A Few Pages of Miracle

I couldn’t have claimed to be an addict of romance genre, had I not read the profoundly magical pages of “Love Story” written by Erich Sehgal, an American author. The story, requires no introduction, for its romantic yet funny and subtly tragic plot, does the work too perfectly. It introduces the story of two people, young and untamed, explicitly in love, wherein no tests thrown their way, could dampen their spirits or their bond. It runs no longer than a century and half of pages, suitable enough for the trance it creates to behold in its majesty.

Oliver Barrett IV, a Havard undergraduate and a wealthy heir to the legacy, and Jennifer Cavilleri, a quick wit, and music major at Radcliffe College, are polar distances apart.

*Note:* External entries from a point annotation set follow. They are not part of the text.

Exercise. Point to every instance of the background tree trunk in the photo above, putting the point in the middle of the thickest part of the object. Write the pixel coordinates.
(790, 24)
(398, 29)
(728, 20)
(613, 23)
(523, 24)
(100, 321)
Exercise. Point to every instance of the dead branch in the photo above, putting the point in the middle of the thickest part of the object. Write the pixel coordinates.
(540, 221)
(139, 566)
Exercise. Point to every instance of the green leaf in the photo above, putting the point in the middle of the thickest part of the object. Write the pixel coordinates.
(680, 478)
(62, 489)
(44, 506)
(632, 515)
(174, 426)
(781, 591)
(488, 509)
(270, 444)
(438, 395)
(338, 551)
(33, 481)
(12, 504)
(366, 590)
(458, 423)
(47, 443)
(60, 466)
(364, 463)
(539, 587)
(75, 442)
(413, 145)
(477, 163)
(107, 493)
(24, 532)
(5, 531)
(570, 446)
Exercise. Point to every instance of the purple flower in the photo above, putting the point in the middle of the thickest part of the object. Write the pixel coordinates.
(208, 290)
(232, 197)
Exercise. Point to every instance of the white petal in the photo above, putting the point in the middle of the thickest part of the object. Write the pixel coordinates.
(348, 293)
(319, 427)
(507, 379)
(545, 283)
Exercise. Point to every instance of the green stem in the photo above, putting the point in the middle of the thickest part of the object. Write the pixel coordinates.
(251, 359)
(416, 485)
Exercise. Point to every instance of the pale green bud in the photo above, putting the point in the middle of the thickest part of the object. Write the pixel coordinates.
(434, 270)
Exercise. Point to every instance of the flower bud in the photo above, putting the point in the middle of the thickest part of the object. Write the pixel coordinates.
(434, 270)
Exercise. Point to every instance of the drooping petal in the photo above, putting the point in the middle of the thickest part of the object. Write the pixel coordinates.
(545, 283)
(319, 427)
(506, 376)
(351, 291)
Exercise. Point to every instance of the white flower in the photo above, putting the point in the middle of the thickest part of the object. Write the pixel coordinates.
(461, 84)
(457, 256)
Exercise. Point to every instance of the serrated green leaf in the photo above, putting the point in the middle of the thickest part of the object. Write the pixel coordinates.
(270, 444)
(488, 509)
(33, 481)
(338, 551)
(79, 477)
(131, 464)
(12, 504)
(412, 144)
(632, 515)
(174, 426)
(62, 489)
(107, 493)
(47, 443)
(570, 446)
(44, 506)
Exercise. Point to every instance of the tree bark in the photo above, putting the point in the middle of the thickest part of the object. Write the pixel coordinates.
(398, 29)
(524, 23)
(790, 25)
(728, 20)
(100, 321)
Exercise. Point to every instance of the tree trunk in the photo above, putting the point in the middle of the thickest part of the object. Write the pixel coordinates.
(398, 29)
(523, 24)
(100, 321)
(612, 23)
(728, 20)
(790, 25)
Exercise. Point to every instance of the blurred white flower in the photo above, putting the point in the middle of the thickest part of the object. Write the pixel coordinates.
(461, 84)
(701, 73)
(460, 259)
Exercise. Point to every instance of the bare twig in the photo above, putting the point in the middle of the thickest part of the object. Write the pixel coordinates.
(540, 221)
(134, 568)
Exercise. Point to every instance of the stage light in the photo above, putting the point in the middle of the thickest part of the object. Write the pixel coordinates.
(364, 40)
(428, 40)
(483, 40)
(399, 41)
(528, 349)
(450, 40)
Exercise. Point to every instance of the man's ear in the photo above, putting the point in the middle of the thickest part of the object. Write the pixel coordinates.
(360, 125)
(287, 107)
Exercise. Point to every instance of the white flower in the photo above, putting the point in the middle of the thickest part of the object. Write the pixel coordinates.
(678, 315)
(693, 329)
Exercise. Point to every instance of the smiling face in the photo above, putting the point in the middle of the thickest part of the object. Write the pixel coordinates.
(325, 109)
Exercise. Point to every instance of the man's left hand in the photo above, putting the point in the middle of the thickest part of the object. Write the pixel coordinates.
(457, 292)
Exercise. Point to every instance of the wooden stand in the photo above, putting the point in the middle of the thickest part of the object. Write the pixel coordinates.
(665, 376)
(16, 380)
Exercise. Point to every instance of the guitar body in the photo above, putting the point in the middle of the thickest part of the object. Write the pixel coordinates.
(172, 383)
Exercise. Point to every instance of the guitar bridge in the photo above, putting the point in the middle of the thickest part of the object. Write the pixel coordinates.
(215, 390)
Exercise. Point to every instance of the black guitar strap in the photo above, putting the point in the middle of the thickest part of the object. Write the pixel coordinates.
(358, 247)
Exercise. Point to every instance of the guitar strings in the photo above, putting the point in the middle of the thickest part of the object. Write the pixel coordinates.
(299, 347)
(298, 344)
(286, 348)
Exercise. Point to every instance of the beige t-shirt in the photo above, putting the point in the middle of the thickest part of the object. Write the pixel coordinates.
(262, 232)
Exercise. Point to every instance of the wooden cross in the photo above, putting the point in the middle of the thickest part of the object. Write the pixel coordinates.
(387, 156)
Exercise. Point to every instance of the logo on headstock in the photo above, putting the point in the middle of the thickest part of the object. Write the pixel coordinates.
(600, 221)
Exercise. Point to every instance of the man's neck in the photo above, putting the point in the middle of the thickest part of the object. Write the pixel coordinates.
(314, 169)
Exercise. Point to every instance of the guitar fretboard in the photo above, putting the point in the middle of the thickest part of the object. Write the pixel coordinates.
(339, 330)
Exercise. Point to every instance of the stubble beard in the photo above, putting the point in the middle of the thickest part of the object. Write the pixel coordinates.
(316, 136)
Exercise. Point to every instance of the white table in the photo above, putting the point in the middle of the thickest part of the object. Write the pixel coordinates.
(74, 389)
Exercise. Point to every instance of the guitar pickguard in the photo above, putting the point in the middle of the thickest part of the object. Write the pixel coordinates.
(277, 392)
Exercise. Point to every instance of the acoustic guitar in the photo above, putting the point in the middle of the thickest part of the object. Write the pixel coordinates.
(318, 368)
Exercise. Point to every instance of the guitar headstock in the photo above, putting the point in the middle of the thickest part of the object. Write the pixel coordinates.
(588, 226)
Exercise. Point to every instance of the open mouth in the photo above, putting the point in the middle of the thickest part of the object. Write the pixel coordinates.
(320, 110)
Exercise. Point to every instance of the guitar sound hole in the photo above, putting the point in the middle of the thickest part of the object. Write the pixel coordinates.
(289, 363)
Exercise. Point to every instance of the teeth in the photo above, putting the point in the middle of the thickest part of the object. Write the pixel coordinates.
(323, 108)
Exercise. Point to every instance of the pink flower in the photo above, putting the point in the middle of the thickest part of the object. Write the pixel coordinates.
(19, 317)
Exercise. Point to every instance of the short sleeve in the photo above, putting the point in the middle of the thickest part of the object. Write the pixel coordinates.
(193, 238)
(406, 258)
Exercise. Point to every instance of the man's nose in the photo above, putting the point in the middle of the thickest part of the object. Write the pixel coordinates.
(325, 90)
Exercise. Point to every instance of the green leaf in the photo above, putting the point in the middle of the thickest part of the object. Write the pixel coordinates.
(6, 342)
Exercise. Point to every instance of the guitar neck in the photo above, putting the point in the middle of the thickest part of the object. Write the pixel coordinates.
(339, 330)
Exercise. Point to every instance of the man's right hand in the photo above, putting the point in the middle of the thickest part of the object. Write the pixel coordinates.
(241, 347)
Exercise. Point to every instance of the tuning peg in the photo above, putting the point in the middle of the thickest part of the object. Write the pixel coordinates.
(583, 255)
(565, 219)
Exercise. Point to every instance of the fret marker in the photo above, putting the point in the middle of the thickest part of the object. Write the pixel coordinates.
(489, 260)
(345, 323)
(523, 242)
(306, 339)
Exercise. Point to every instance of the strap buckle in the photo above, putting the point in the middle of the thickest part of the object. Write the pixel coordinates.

But the world’s impromptu eagerness pulls them together, keeps them attracted and deepens their love. Come graduation and the couple, against the wishes of Oliver’s parents, marry, thereupon bringing the vow of severed ties from family. The couple struggles their way through money, debts and bills, with Jennifer being an aide, working as a teacher. As fate decides it, a sheer painful news strikes them low, leaving Oliver asking money from his father, blending into a turn of events that leaves him broken forever.

This book isn’t what you expect at the first glance, at the least I didn’t. Reading the first few pages, you receive an immense nostalgia of reading cliché books, of hopelessly in love, people from the lower rung of society and those with richness bestowed upon them. But, once you are into a twenty pages or so, you realize, this is nowhere to be. The plot doesn’t delay the bringing of them together, and rather lights up the world after the fantasy marriage. It doesn’t sugarcoat the inevitable; neither does it conjure up some scientifically improvable conjecture. As you walk through the journey with these souls merged into one, you feel the pull of never keeping the book down. You laugh at the way they weave into each others’ lives, and stifle a sob, at the tragedy that awaits them. And, without a substantial warning, you possess the wish of being in love as magical, as true and as pure as they hold. It portrays you the possibility of such a love being real rather than fiction, holding you for seconds more after you finish the last word of the last page, as you hope for a miracle, before returning to the harsh reality.

Mimansa Jaiswal

I am an engineering student, unintentionally in love with books, writing and sketching. I am an avid coder, philosopher and counsellor for people and all my friends.